Taitimu descreve os danos que as comunidades Māori tiveram em consequência da colonização, incluindo a legislação no início de 1900 que visava os curandeiros tradicionais do companheiro Māori e impunha práticas medicinais ocidentais aos Māori. Atualmente, os Māori têm taxas de utilização dos serviços de saúde mental ocidentais preocupantes. Ao mesmo tempo, há sinais de que alguns praticantes locais têm pontos de vista que comprometem sua capacidade de fornecer assistência competente aos membros da comunidade Māori.
Um estudo descobriu que 11% dos psiquiatras neozelandeses pesquisados acreditavam que os Māori eram biologicamente propensos à doença mental, e alguns compartilhavam comentários racistas em suas respostas à pesquisa. Assim, com a orientação da comunidade Māori, Taitimu procurou abordar como essas dinâmicas afetaram o cuidado e a recuperação dos maori que vivem com experiências de “psicose”.
O objetivo do estudo foi explorar como os Māori veem experiências que são categorizadas como “esquizofrênicas” ou “psicóticas”. Taitimu realizou 57 entrevistas semiestruturadas com vários membros da comunidade Māori que tiveram essas experiências diretamente ou trabalharam com esses indivíduos, incluindo Tangata whaiora (usuários do serviço de saúde mental), tohunga (curandeiros tradicionais), kaumatua / kuia (anciãos), clínicos maori, assistentes culturais e estudantes. A pesquisa foi concebida e realizada em estreita consulta com a comunidade maori.

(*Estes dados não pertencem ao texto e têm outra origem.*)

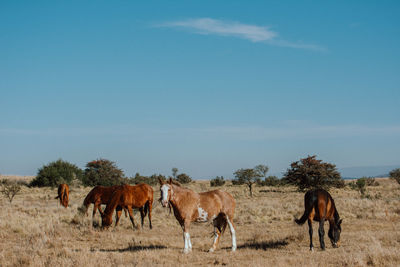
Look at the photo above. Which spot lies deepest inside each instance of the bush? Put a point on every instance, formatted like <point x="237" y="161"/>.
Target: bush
<point x="270" y="181"/>
<point x="183" y="178"/>
<point x="102" y="172"/>
<point x="217" y="181"/>
<point x="310" y="173"/>
<point x="152" y="180"/>
<point x="55" y="173"/>
<point x="9" y="189"/>
<point x="395" y="175"/>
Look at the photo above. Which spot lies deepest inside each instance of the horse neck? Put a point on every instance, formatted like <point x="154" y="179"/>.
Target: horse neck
<point x="177" y="196"/>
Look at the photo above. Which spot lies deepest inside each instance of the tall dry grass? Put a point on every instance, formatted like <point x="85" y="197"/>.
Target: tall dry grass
<point x="36" y="231"/>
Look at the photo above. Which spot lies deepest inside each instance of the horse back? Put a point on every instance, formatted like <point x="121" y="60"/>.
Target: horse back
<point x="323" y="204"/>
<point x="217" y="201"/>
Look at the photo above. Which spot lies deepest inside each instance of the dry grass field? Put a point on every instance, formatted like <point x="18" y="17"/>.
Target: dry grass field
<point x="36" y="231"/>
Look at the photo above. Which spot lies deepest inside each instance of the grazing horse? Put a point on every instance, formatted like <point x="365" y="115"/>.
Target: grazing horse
<point x="216" y="206"/>
<point x="319" y="206"/>
<point x="127" y="197"/>
<point x="63" y="194"/>
<point x="99" y="195"/>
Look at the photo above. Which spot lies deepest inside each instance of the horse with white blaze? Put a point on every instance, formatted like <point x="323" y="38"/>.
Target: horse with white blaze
<point x="188" y="206"/>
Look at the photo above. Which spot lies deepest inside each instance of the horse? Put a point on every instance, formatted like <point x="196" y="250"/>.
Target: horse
<point x="188" y="206"/>
<point x="99" y="195"/>
<point x="127" y="197"/>
<point x="63" y="194"/>
<point x="320" y="206"/>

Depois de analisar as transcrições da entrevista, os pesquisadores descobriram uma série de temas-chave, alguns dos quais estão incluídos abaixo:
Vários participantes compartilharam que experiências rotuladas como “psicóticas”, como ouvir vozes ou ver uma pessoa que não está lá, são normais e não devem ser patologizadas.

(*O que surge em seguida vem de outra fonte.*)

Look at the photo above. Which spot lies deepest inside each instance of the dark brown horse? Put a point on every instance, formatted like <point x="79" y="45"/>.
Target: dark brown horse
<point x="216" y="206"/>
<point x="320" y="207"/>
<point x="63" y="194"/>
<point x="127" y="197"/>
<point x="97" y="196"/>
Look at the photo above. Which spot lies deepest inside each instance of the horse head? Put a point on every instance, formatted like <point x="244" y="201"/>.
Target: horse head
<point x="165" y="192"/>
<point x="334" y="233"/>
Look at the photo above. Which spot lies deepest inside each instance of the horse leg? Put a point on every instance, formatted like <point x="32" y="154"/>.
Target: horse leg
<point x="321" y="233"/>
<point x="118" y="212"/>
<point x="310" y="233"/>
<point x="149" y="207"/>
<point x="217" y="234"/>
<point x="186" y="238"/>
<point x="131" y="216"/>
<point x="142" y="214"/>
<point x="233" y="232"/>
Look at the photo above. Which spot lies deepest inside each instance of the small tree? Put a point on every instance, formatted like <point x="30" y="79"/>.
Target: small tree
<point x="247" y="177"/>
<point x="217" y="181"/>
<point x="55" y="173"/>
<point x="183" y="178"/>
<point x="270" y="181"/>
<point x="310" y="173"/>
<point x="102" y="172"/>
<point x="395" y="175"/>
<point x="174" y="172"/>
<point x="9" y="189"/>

“Para mim, ouvir vozes é como dizer olá ao seu whānau [família] pela manhã, e não é nada incomum.” – Participante do Assistente de Suporte Cultural
Alguns compartilhavam que as chamadas experiências “psicóticas” poderiam ser vistas como um sinal de que um ancestral está tentando se comunicar com elas.
Alguns participantes viram essas experiências como um “sinal de superdotação” ou Matakite. Isso é considerado um “presente espiritual”. Aqueles imbuídos com esse presente podem ver eventos futuros e estar cientes dos acontecimentos em outros lugares.

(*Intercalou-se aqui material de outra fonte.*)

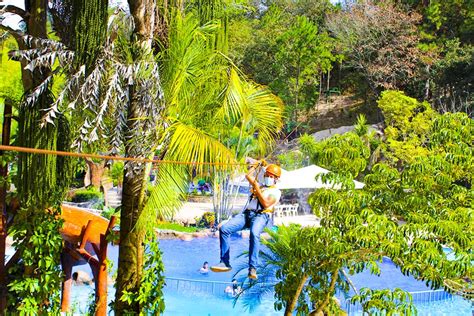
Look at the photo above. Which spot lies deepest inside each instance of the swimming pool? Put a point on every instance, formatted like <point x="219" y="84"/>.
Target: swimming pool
<point x="205" y="295"/>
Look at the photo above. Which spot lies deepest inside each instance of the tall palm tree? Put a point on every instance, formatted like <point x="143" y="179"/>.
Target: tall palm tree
<point x="178" y="103"/>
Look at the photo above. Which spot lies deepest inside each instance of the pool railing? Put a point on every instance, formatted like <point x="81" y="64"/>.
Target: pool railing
<point x="419" y="297"/>
<point x="217" y="288"/>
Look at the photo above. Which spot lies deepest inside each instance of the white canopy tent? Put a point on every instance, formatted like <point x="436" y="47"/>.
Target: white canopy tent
<point x="303" y="178"/>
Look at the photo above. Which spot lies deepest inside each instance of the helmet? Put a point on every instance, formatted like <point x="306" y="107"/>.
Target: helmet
<point x="273" y="170"/>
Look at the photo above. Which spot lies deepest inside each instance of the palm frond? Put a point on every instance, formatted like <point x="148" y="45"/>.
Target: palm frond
<point x="189" y="144"/>
<point x="165" y="197"/>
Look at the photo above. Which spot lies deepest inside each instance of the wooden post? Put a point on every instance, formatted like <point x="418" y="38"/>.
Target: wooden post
<point x="7" y="118"/>
<point x="66" y="262"/>
<point x="101" y="280"/>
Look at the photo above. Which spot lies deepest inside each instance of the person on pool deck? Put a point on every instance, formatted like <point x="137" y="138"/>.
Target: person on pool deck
<point x="256" y="216"/>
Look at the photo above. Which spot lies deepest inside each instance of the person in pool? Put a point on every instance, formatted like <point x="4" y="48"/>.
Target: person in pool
<point x="255" y="216"/>
<point x="205" y="268"/>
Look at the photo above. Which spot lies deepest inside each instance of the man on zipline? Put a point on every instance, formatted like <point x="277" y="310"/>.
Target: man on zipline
<point x="255" y="216"/>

Outros definiram experiências de psicose como sendo Mate Maori, a doença Maori descrita acima e, portanto, motivo de preocupação.
“Quando a wairua [espírito] vai vagando, isso é wairangi [uma forma de Mate Maori]. As pessoas não são o seu todo. Eles não têm a capacidade de se comunicar ou de funcionar plenamente. ”- Elder participante.
Os pesquisadores descobriram que os participantes viam em grande parte as experiências de “psicose” como sendo causadas por uma doença Maori (Mate Maori), uma dádiva (Matakite) ou uma doença Pākehā (doença psiquiátrica ocidental), mas que as fronteiras entre essas explicações variavam por participante. e dependia do conteúdo, controle e contexto da experiência. Por exemplo, alguns entrevistados achavam que se o conteúdo da experiência não fosse distintamente maori (por exemplo, contendo língua maori, símbolos, pessoas, etc.), provavelmente era uma “doença de Phatas”. Alguns sentiam que a perda de controle sugeria a presença de doença. . E alguns explicaram que se a pessoa tivesse sido capaz de ouvir vozes começando na infância (ou seja, contexto), provavelmente era um dom espiritual, não uma doença.
No geral, os participantes possuíam “múltiplos modelos explicativos” para experiências de “esquizofrenia” e “psicose”. As formas mais comuns de compreender essas experiências eram de natureza espiritual e cultural, embora outras explicações incluíssem traumas psicossociais, biomédicos e históricos. razões relacionadas. Muitos participantes também notaram que estavam desconfortáveis em revelar suas visões espirituais e culturais em contextos de saúde mental do Ocidente, preocupados com a possibilidade de serem deixados de lado ou patologizados.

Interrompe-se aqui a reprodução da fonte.